— Последнее резонансное дело которым вы занимаетесь, это уголовное дело в отношении казахского журналиста и блогера Мурата Тунгишбаева. Расскажите фабулу этого дела.
— В отношении Тунгишбаева в соответствии Кишиневской Конвенции о правовой помощи запущена процедура экстрадиции по запросу казахстанских властей. Ему предъявляется обвинение по казахскому Уголовному Кодексу. В соответствсии с этим запросом наши органы нацбезопасности взяли его под стражу. Генеральная прокуратура уже вынесла решение о его выдаче. К сожалению, суд отказал нам в удовлетворении нашего ходатайства об отмене меры пресечения, но мы сейчас готовимся к основному процессу, где мы обжалуем решение Генеральной прокуратуры о его выдаче.
— Какие нормы, на ваш взгляд, были нарушены при его аресте?
— Прежде всего, это то, что органами внутренних дела Казахстан ему предъявлена статья 266 УК, которой в нашем нашем УК не предусмотрено, речь идет о предоставлении финансовых, информационных, благотворительных услуг преступным организациям.
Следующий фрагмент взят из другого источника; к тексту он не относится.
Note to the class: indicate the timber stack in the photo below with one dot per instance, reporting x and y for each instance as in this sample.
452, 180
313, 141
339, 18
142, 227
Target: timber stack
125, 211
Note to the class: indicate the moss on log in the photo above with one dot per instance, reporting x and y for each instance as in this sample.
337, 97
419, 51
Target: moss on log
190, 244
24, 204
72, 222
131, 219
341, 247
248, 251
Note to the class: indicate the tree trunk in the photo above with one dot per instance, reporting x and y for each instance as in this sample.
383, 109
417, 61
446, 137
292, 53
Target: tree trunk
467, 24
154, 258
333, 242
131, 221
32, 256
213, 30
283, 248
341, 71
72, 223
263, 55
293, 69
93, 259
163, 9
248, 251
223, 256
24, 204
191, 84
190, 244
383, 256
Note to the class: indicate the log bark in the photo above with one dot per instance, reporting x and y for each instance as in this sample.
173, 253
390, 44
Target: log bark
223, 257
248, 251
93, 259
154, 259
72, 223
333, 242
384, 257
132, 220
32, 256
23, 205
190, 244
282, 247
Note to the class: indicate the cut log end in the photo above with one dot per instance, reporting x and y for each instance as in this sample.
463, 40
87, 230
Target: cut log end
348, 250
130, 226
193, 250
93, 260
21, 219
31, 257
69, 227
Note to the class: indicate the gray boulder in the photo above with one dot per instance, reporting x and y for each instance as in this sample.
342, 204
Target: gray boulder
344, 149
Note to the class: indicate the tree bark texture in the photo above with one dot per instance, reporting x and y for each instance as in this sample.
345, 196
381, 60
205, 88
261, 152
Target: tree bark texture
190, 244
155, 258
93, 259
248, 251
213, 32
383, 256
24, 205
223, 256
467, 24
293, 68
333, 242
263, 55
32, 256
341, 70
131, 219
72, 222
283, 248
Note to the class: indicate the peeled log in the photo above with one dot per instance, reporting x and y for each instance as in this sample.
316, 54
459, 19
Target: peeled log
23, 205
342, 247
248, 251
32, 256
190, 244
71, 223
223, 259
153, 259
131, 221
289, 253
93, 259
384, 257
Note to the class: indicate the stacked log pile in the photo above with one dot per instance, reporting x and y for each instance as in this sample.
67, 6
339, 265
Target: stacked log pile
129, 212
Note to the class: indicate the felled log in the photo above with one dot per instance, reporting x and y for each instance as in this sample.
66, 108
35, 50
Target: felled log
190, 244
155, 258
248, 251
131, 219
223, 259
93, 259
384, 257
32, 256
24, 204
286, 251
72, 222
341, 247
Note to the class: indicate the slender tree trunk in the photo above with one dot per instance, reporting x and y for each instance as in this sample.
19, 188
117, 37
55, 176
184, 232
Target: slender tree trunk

Признаки статьи расписаны несколько нелогично, свалены в одну кучу и финансовые услуги и информационные, и благотворительные, так что её наиболее удобно использовать именно для политических преследований оппозиционных сил, предварительно признав их экстремистами.
Наша Генеральная прокуратура признала что по этой статье нельзя выдвать, но в то же время признала, что есть основания для экстрадиции по статье 405. В ней речь идет об оказании содействия запрещенным организациям. В частности ему инкриминируют содействие запрещенной теперь в Казахстане – Демократическому выбору Казахстана (ДВК).
— Почему вы считаете что это дело имеет ярко выраженную политическую подоплеку?
— Если мы посмотрим, что предъявляется Тунгишбаеву, мы увидим, что его обвиняют в том, что он обучал людей, как использовать социальные сети, интернет. За то что он обучал людей использовать возможности заложенные в Конституции РК, за то, что критиковал власти, оппонировал ей.
По этим основаниям я, например, давно бы уже сидел, и неизвестно чтобы со мной было. У нас правоохранительным органам, я надеюсь, не придет в голову привлекать меня за экстремизм. Потому, что я действую в рамках закона. Поэтому есть очень серьезные основания полагать, что Тунгишбаев преследуется по политическим соображениям. Если еще посмотреть многочисленные отчеты международных и национальных организаций, о том что многие политические узники подвергаются пыткам, у меня есть основания полагать что он будет подвергнут пыткам в Казахстане. Есть императивная норма права – принцип не выдворения. Он закреплен в Конвенции против пыток, в Международном пакте о гражданских и политических правах. Кишиневские соглашения, либо двусторонние соглашения перед этими императивными нормами международного права – ничто. То есть ни в коем случае его выдавать нельзя. Здесь как раз та ситуация, когда Кыргызстан, наши власти должны показать суверенитет, свою независимость.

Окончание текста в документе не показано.